About half the marriages in Georgia and around the country end in divorce, which means that blended families are extremely common. Divorced spouses who remarry should revisit their estate plans regularly because failing to do so can have dire consequences. Disputes between heirs are often contentious, but they may be particularly bitter when children from multiple marriages are involved.
Failing to update an estate plan after a divorce can result in an ex-husband or wife inheriting assets that a testator may have preferred go to the person to whom he or she was married when he or she died. In addition to revising estate planning documents, individuals who divorce may wish to update the beneficiaries on insurance policies and retirement accounts. The passwords that provide access to digital assets should also be changed.

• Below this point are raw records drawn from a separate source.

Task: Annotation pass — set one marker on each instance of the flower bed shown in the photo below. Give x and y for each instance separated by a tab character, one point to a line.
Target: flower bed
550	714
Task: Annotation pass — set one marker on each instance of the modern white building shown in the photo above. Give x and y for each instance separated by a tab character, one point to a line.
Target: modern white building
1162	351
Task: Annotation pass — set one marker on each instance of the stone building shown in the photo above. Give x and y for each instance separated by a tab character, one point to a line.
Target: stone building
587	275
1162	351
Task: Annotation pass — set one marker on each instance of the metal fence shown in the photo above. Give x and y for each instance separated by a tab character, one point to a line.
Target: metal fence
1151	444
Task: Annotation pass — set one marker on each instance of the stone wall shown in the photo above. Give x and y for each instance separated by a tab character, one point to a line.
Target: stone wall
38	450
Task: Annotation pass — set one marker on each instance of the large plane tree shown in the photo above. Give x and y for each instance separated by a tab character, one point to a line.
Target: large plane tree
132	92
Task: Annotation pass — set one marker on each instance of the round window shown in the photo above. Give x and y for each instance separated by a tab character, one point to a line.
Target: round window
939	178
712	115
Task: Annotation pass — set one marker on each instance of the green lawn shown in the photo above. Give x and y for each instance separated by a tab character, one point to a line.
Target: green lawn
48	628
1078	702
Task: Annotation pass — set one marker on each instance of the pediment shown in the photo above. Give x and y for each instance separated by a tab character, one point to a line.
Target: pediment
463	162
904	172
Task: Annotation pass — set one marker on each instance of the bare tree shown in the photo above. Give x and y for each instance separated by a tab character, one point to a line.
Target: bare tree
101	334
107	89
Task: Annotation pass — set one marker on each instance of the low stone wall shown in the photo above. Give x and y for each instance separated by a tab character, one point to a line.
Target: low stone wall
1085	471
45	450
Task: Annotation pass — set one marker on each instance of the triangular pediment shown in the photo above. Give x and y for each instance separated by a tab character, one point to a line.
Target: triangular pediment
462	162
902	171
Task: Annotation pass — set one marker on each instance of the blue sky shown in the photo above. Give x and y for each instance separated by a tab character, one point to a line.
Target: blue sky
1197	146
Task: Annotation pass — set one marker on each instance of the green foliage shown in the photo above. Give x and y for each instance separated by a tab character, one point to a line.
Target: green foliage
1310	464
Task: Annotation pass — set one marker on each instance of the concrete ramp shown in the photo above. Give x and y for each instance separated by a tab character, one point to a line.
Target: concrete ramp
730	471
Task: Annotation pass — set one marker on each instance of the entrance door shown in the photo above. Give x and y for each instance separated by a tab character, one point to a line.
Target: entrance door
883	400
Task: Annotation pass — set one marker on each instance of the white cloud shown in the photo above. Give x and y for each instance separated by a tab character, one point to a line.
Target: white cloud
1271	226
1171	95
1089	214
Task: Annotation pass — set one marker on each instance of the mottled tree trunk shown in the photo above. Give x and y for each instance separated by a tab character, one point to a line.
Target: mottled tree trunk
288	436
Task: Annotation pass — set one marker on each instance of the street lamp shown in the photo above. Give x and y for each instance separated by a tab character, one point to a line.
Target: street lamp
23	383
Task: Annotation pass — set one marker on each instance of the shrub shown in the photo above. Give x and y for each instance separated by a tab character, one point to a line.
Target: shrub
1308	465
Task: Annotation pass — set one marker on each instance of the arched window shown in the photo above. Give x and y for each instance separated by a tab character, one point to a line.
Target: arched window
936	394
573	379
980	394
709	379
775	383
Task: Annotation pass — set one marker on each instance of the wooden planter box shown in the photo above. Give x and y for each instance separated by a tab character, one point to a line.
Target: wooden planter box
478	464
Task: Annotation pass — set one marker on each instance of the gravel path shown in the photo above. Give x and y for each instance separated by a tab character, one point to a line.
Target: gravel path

Incorporating trusts in an estate plan is a prudent step to take when testators have blended families. Trusts offer tax benefits and allow estates to avoid the probate process, but they can also establish rules for how assets are distributed to ensure that children from different marriages are taken care of. An AB trust could be set up that leaves assets to a new spouse and then passes them to children when that spouse dies. This could prevent children from an earlier marriage being excluded. Testators may also place their assets into several trusts that each have specific rules for distribution.
Attorneys with estate planning experience could explain the benefits of structuring an estate plan around trusts and steps that may be taken to prevent disputes between heirs. Lawyers could also help individuals choose trustees who may be relied upon to see that their wishes are carried out. Trusts can be particularly useful when heirs have had prior trouble managing money or are struggling to overcome problems with drugs or alcohol.